An increase in client fees for family planning and reproductive health services of a nonprofit program in Ecuador resulted in a loss in demand but a gain in revenue for three of the four main services offered.1 When clinics of the Centros Médicos de Orientación y Planificación Familiar (CEMOPLAF) charged clients 16-44% more for their services, the number of visits generally decreased, with greater reductions occurring at higher price increases. The decline in demand, however, did not cause a loss of revenue from IUD insertion, IUD revisits and prenatal visits. In contrast, gynecology consultations showed losses in both demand and revenue (of 18% and 4%, respectively) when prices were raised by 16%. Higher fees for gynecologic services led to a 5-8% reduction in the proportion of low-income clients, but this decline showed no significant relationship with the magnitude of the price increase.

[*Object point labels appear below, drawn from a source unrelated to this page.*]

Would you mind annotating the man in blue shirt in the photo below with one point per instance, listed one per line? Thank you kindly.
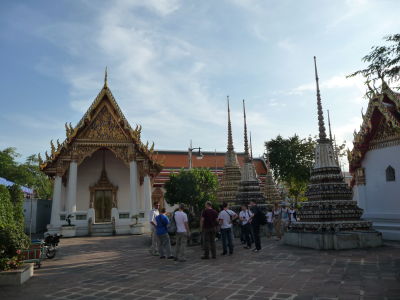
(164, 245)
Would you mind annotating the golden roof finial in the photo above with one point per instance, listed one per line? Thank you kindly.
(105, 78)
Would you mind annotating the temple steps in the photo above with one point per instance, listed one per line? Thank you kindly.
(102, 229)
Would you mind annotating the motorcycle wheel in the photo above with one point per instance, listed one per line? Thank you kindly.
(50, 252)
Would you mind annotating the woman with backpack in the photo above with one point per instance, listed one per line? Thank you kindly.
(277, 214)
(256, 221)
(164, 245)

Because donor funding for family planning and reproductive health has been declining in Latin America, service providers have been looking for alternative sources of income. One option is to raise fees, but concerns exist about losing clients, particularly those with low incomes. To help CEMOPLAF managers decide on an appropriate price increase, researchers designed a randomized block study to quantify the impact of implementing different price increases on service use and revenue. Fifteen CEMOPLAF clinics were randomly assigned to three groups, which were to increase client fees for four main services by 20%, 40% or 60%. For each service--IUD insertions, IUD revisits, gynecologic services and prenatal consultations--the researchers analyzed the mean number of visits per month and revenue in the three months before and after November 1, 1996 (the date of the price increase), as well as mean prices charged in the month before and after that date. Client characteristics were also recorded before and after the price rise.
Instead of the increases set by the investigators, the clinics implemented a range of price increments that fell into three groups: 13-21%, 31-44% and 49-67%. In addition, some clinics raised fees for the four services by differing amounts. The investigators therefore modified the study design by assigning clinics to groups according to the real price rise for each service and by assessing the effect of fee increases on each service.
Before the price rise, the most expensive of the four services was an IUD insertion (range, $4.58-6.33) and the least expensive an IUD revisit ($1.64-2.04). For each service, a higher price increase generally meant a greater reduction in demand--for example, the largest fee increments for IUD insertion and IUD follow-up (44% and 42%, respectively) resulted in the largest reductions in the number of visits for those services (17% and 24%, respectively).
By calculating the ratio of the percentage change in number of visits to the percentage change in price, the analysts were able to estimate the impact of the various fee increases on revenue after accounting for changes in demand for each service. The results showed that revenue rose after prices were increased for IUD follow-up, and suggested a similar effect for IUD insertion and prenatal consultation.
To illustrate more clearly the trade-off between revenue generation and service use, the researchers calculated actual changes in total revenue in the first month following the implementation of fee increases for two of the services offered. For example, in the month following price increases of 16-43% for prenatal services, revenue rose by 13-34%, despite a 3-13% reduction in the number of visits. In contrast, a price increase of 16% for gynecology visits led to a drop of 4% in revenue and a decline of 18% in demand, but an increase of 42% led to a gain in revenue of 7%, while demand fell by 30%. The analysts suggest that in practical terms, the modest revenue gain in the last case may not be worth such a substantial reduction in clinic attendance.
Agency managers were concerned that higher prices would deter poorer clients from using services, but the researchers found no evidence of such an effect: Although the proportion of clients earning less than $85 a month who used gynecologic services fell by 5-8% after the price change, the decline was not significantly greater at higher levels of increase. Furthermore, the proportion of gynecologic clients who were better-off (earning more than $275 a month) did not rise in parallel with the fee increase: The proportion rose by 5-6% at each of the three levels of increase.
The researchers conclude that higher charges for CEMOPLAF's family planning and reproductive health services--including ones not included in the study, such as general consultations and contraceptive services--would likely lead to higher total revenues despite being accompanied by a loss in demand. The analysts comment that the observed fall in attendance may not have been caused solely by the rise in fees: Winter holidays in December 1996 and civil disturbances in Ecuador in January 1997 may have been contributing factors. Unlike other studies, this one found that the raising of clinic fees did not lead to a disproportionate loss of low-income clients. Although the researchers do not exclude the influence of external factors on changes in client characteristics, they suggest that "price increases resulted in a loss of clients at both ends of the socioeconomic spectrum. ...Poor clients may have departed to the more affordable public sector, while wealthier clients may have transferred to the private sector where more amenities were available."--T. Lane
1. Bratt JH et al., The impact of price changes on demand for family planning and reproductive health services in Ecuador, Health Policy and Planning, 2002, 17(3): 281-287.